Par Julia Asselstine
Cultiver est une chose, encore faut-il que les récoltes parviennent au marché sans trop de gaspillage. Découvrez dans cet article les innovations imaginées par le professeur de génie des bioressources Vijaya Raghavan pour améliorer les techniques de gestion postrécolte en Inde.
Lorsque Vijaya Raghavan est arrivé au Canada il y a quarante ans pour y poursuivre des études en génie agricole, la « Révolution verte » indienne (1967-1978) était en marche depuis déjà deux ans. Mise en oeuvre pour éviter une autre crise alimentaire comme celle qui a causé la mort de quatre millions de personnes dans l’est de l’Inde en 1943, cette révolution a été marquée par l’expansion des terres agricoles, l’introduction de la double culture (deux récoltes provenant de deux plantations effectuées la même année sur le même terrain) et l’utilisation de variétés de semences génétiquement modifiées.
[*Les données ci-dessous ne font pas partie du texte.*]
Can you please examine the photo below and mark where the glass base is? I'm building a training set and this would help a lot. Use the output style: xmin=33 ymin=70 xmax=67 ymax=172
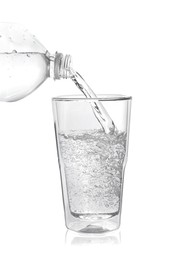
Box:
xmin=65 ymin=212 xmax=120 ymax=233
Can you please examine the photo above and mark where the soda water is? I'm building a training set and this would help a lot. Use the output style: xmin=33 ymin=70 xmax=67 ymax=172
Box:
xmin=69 ymin=70 xmax=116 ymax=134
xmin=59 ymin=129 xmax=126 ymax=218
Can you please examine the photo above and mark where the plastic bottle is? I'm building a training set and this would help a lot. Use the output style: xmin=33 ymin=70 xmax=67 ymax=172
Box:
xmin=0 ymin=23 xmax=72 ymax=102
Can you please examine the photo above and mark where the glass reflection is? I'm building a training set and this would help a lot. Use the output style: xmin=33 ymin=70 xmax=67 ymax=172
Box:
xmin=65 ymin=229 xmax=121 ymax=245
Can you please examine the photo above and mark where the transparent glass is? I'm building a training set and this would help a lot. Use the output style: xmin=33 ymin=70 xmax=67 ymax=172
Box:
xmin=52 ymin=95 xmax=132 ymax=233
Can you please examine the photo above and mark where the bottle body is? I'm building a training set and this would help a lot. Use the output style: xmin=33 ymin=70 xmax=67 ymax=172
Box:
xmin=0 ymin=52 xmax=50 ymax=101
xmin=0 ymin=23 xmax=72 ymax=102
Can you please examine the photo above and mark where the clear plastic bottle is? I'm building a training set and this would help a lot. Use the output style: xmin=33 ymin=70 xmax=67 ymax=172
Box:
xmin=0 ymin=23 xmax=72 ymax=102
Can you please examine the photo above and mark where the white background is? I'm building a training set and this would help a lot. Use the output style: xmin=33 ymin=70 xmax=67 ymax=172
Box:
xmin=0 ymin=0 xmax=186 ymax=259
La production alimentaire de l’Inde a alors explosé, non sans s’accompagner d’une tendance plutôt inquiétante aux yeux de Vijaya Raghavan : plus la production alimentaire augmentait, plus les pertes pendant la récolte étaient importantes. Le futur professeur a donc décidé de mettre sa carrière de chercheur au service de l’élaboration de solutions pour son pays natal, découvrant au passage que celles-ci pourraient avoir une importance capitale à l’échelle mondiale. C’est ainsi que dans son petit bureau de McGill, il a constitué un corpus de connaissances précieuses et utiles aux pays en développement plongés dans la quasi-ignorance des techniques postrécolte. Ses recherches l’ont conduit tout naturellement en Inde, mais aussi en Chine, en Malaisie, en Thaïlande, au Brésil, au Costa Rica et dans plusieurs pays africains. Leur impact a été immense, comme il a pu le constater lors d’un récent voyage en Inde. Village après village, il a recueilli des témoignages de réussite, d’idées nouvelles et surtout perçu les accents du bonheur dans la voix de ses interlocuteurs. Car ceux-ci peuvent aujourd’hui envoyer leurs enfants à l’école le ventre plein et envisager l’avenir avec plus d’optimisme.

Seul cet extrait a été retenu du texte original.